La battuta che circola in queste ore è una sferzata sul destino politico di Gianfranco Fini: non si è mai visto un partito perdere voti il giorno del suo congresso costitutivo. I sondaggi dicono che Futuro e libertà è sceso al 3,7 per cento. I dati sembrano perfino troppo ottimistici. Quella che doveva essere la destra che piace alla sinistra è un aborto. Si incontrano, si battezzano, il capo sceglie come profeta il suo uomo più antipatico, e il Fli è già sbrindellato. Le colombe volano via e organizzano la diaspora dei dissidenti. Si sono rese conto che il Pdl era un porto meno circense. Prima sono fuggiti gli intellettuali, ora tocca a gente come Urso e Viespoli. Nessuno si fida più di Fini. Non capiscono come si possa lasciare il partito in mano alle furbate di Bocchino e al fondamentalismo di Granata. Sono delusi, rammaricati, con (...) (...) una buona dose di rimpianti negli occhi e l’amarezza di chi per Gianfranco ha scommesso una carriera politica. Il risultato è imbarazzante.
Il Fli ha perso tutte le battaglie. È stato frettoloso nelle scelte. Ha provato a sfiduciare il governo senza avere in tasca i numeri ma con un’arroganza senza giustificazioni. Si sono fatti usare, inebriati dagli applausi che arrivavano dai salotti di sinistra e dalla benedizione fatale di Repubblica. Quando si sono accorti di essere solo uno strumento era troppo tardi. Gli applausi ai finiani erano gli stessi regalati a Spatuzza o al figlio di Ciancimino. Poi le luci si sono spente e il Fli è apparso quello che è, un partito marginale, con la sola prospettiva di fare la ruota di scorta a Casini. I finiani come servi sciocchi dell’Udc. Niente di più o di meno dell’Api di Rutelli.
Fini non ascolta. Agli uomini della diaspora risponde con un secco: «Il Fli vuole rifondare il centrodestra. L’organigramma è in linea con questa volontà. Quindi tutti i rilievi sono infondati». Buonanotte. A questo punto ci sarà una guerra tra bande e dopo la scissione. Il prossimo congresso del Fli si farà in una cabina telefonica. L’alternativa è liberarsi di Fini e tornare a casa. Non sono pochi i dissidenti.
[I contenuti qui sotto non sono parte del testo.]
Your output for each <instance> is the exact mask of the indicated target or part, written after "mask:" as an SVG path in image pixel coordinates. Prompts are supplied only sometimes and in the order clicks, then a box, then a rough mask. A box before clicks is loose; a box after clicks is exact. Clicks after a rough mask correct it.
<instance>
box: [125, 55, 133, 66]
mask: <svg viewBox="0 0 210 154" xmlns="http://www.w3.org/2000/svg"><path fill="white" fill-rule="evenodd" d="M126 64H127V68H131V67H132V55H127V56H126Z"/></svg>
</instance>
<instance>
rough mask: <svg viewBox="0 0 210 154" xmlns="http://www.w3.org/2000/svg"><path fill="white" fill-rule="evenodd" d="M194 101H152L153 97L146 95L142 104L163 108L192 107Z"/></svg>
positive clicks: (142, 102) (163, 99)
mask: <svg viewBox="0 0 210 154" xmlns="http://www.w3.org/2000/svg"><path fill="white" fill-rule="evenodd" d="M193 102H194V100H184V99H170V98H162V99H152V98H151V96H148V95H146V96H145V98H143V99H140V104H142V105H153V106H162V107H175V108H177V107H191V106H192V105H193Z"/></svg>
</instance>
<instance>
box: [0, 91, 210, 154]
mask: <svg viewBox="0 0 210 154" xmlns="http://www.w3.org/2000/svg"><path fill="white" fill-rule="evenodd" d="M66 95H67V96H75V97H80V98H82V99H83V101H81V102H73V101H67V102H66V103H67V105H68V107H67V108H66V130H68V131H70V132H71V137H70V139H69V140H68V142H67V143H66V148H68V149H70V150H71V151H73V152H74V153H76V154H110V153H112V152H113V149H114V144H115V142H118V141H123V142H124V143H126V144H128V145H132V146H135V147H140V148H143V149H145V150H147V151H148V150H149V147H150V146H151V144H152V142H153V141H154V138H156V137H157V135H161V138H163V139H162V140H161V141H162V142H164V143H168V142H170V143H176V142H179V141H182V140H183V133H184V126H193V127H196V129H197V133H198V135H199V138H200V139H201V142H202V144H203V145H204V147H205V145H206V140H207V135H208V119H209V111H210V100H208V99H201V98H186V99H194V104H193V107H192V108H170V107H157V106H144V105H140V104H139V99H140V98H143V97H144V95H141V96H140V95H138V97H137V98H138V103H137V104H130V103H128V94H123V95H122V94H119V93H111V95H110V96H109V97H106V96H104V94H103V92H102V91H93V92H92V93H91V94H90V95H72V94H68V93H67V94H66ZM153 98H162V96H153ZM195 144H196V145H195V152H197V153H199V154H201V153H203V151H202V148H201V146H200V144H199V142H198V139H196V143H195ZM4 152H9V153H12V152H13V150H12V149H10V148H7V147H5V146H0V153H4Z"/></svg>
La prova arriva dalla mossa, intelligente, di Pasquale Viespoli. Fini lo aveva nominato capogruppo a Palazzo Madama. Lui si è dimesso. Un quarto d’ora dopo è stato rieletto all’unanimità dai senatori. Quei quindici minuti cambiano tutto. Il Viespoli nominato da Fini è ostaggio del padroncino. Il Viespoli eletto risponde solo ai senatori. Particolare interessante: la linea politica di Viespoli non è la stessa di Fini. Il capogruppo ha avuto un mandato preciso: «Assicurare il posizionamento politico del partito nel centrodestra». Questo significa niente alleanze elettorali con il Pd. Non alle politiche e neppure alle amministrative. Le colombe fanno capire che si sentono di destra. Non sono diventati all’improvviso fondamentalisti dell’antiberlusconismo. Come ha detto un parlamentate post-finiano a Montecitorio: «Ci sarà una differenza tra il Fli e Di Pietro. Non basta un ordine per farci digerire Santoro».
L’ingenuità dei finiani dissidenti è stata fidarsi di Fini, una giacca senza morale. La coerenza non gli appartiene. Non si fa scrupolo a restare incollato alla poltrona di presidente della Camera. Non finge neppure più di essere super partes e liquida con uno sguardo di disprezzo chi gli ricorda che è stato nominato da una maggioranza che ora vuole affossare. È lo stesso Fini che nel ’94, dopo il ribaltone, chiedeva le dimissioni di Irene Pivetti. Così: «La terza carica dello Stato deve essere super partes, non può dire ora non parlo come presidente della Camera. È stata eletta da coloro che ritiene irresponsabili, traditori e persino attentatori della democrazia.
Ma adesso anche i finiani sanno chi c’è sotto la maschera. La faccia di Fini ha questa fortuna: è senza memoria. Gli scivola tutto.